10. A method for training an artificial neural network in the apparatus described in claim 1, wherein the method (180) comprises at least the following steps: - Defining target output data during processing of supplied training data (181); - Supplying the training data to the hardware-based artificial neural network (182) and injecting at least one interference signal into the at least one region of the hardware-based artificial neural network by the at least one interference device; - Obtaining output data from the hardware-based artificial neural network (183); - Determining whether there is at least one deviation between the output data and the target output data (184), and determining that the deviation is outside a predetermined tolerance range; If the deviation is within the tolerance range: - To terminate the above method (185); If the deviation is outside the predetermined tolerance range: - Modifying the hardware-based artificial neural network (186), and preferably modifying the at least one interference signal; - Repeat steps 182-184 above. A method that includes [a certain feature].

11. The method according to claim 10, wherein the injected interference signal generates a signal-to-noise ratio of 15 dB or less, preferably 10 dB or less, and more preferably 0 dB or less in the at least one region.

12. The method according to claim 10 or 11, wherein, prior to the step of defining target output data while processing supplied training data, the hardware-based artificial neural network is trained without injecting interference signals (187).

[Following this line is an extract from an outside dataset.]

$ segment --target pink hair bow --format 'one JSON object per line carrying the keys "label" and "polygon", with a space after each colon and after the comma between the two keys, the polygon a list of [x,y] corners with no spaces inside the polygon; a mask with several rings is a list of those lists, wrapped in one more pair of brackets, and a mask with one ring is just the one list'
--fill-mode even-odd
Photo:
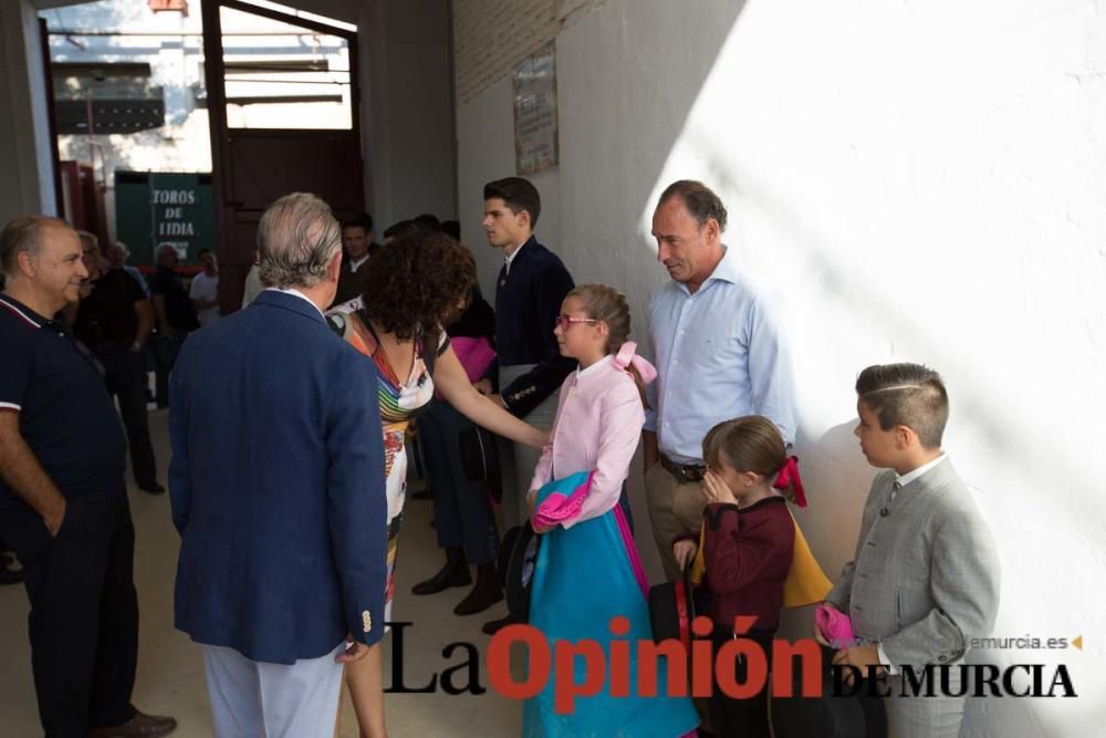
{"label": "pink hair bow", "polygon": [[637,373],[641,375],[641,382],[649,384],[657,378],[657,370],[648,361],[637,355],[637,344],[627,341],[615,354],[615,365],[622,370],[629,368],[633,364]]}
{"label": "pink hair bow", "polygon": [[806,507],[806,490],[803,489],[803,480],[799,478],[799,457],[789,456],[783,462],[780,474],[775,476],[772,486],[776,489],[787,489],[787,485],[795,488],[795,505],[801,508]]}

13. The method according to claim 10, wherein the at least one interference device is at least designed as described in claim 3, and the operable plurality of the interference elements are operated such that the interference signal forms a predefined interference signal pattern on the hardware-based artificial neural network, and the plurality of training iterations of the hardware-based artificial neural network are preferably performed sequentially with different predefined interference signal patterns.

14. A method for training an artificial neural network in the configuration of claim 8, wherein the method (188) of claim 10 is applied to the hardware-based artificial neural network of the device after the device has been individually trained outside the configuration by the method (180) of claim 10.

15. A method (189) for training an artificial neural network in the system according to claim 9, wherein the method (180) according to claim 10 for training an artificial neural network in a device is preferably applied to the hardware-based artificial neural network of the device after the configuration has been individually trained outside the system by the method (188) according to claim 14 for training an artificial neural network in the configuration.